Cette recension d’ouvrage est issue de Politique étrangère (2/2012). Yves Gounin propose une analyse de l’ouvrage de Jason K. Stearns, Dancing in the Glory of Monsters: The Collapse of the Congo and the Great War of Africa (New York, PublicAffairs, 2012, 416 pages).
Le livre de Jason K. Stearns constitue probablement l’ouvrage le plus complet et le plus captivant jamais écrit sur le conflit congolais et ses avatars. Un conflit qui, sur un territoire grand comme l’Europe de l’Ouest, opposa pendant près de six ans pas moins de neuf États et causa environ 5 millions de morts.
Le succès du livre tient à son écriture. Suivant une recette très américaine, J.K. Stearns mêle analyses politiques classiques et pages quasi documentaires où il décrit le contexte dans lequel ses interviews se sont déroulées. Une pratique bannie en France, où l’on apprend au jeune doctorant à s’effacer derrière son sujet. Les auteurs américains ne s’embarrassent pas de ces prescriptions, n’hésitant pas à écrire à la première personne et à frôler parfois le récit de voyage. Ainsi du livre de J.K. Stearns qui évoque les récits de Lieve Joris – Danse du léopard (Arles, Actes Sud, 2002) ou L’Heure des rebelles (Arles, Actes Sud, 2007), remarquables descriptions, pleines de finesse et d’humour, de la tragédie congolaise. On pense aussi à la trilogie de Jean Hatzfeld sur le génocide rwandais[1].

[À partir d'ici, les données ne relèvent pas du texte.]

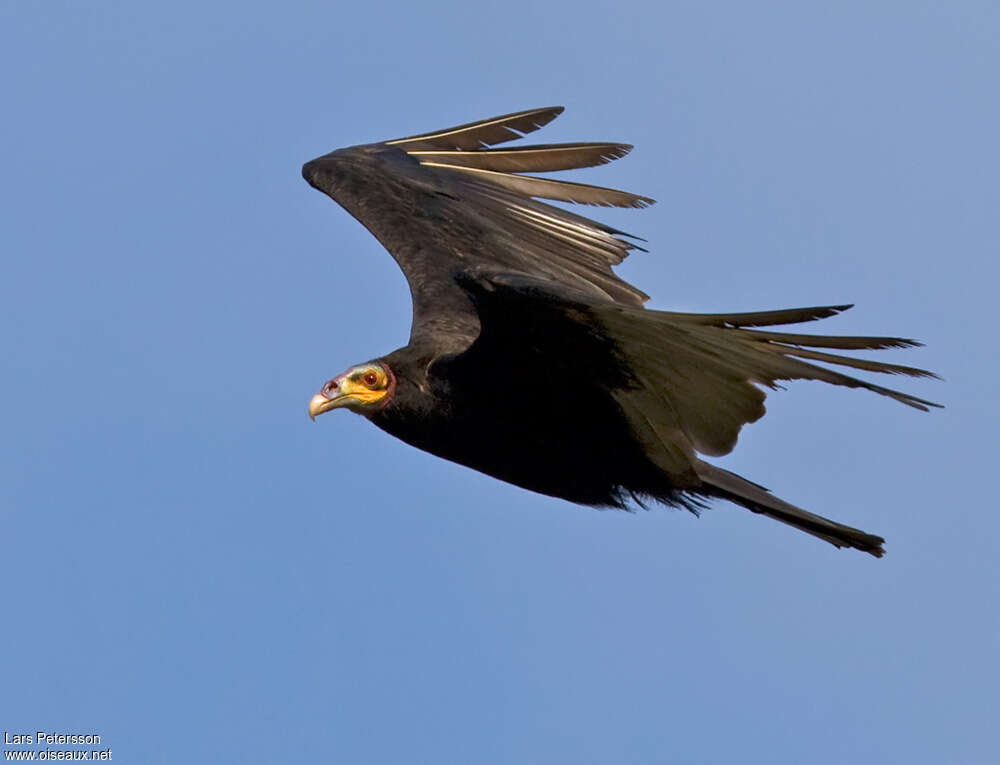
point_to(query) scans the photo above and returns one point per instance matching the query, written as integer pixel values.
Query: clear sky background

Sous la plume de J.K. Stearns, les guerres congolaises s’incarnent. Les anecdotes sur Laurent-Désiré Kabila (il avait transféré les réserves de la Banque centrale dans ses propres toilettes) décrivent un dirigeant falstaffien qui ne troqua jamais le treillis de soldat contre le costume de chef d’État. Son fils, Joseph, lui est en tous points dissemblable – au point que sa filiation est périodiquement mise en doute. Passionné de jeux vidéo (l’ambassadeur de France l’avait affublé du sobriquet de « Nintendo ») et de voitures de course, timide jusqu’au mutisme, il a pourtant réussi, grâce à la communauté internationale, à restaurer une paix ardemment désirée par ses compatriotes.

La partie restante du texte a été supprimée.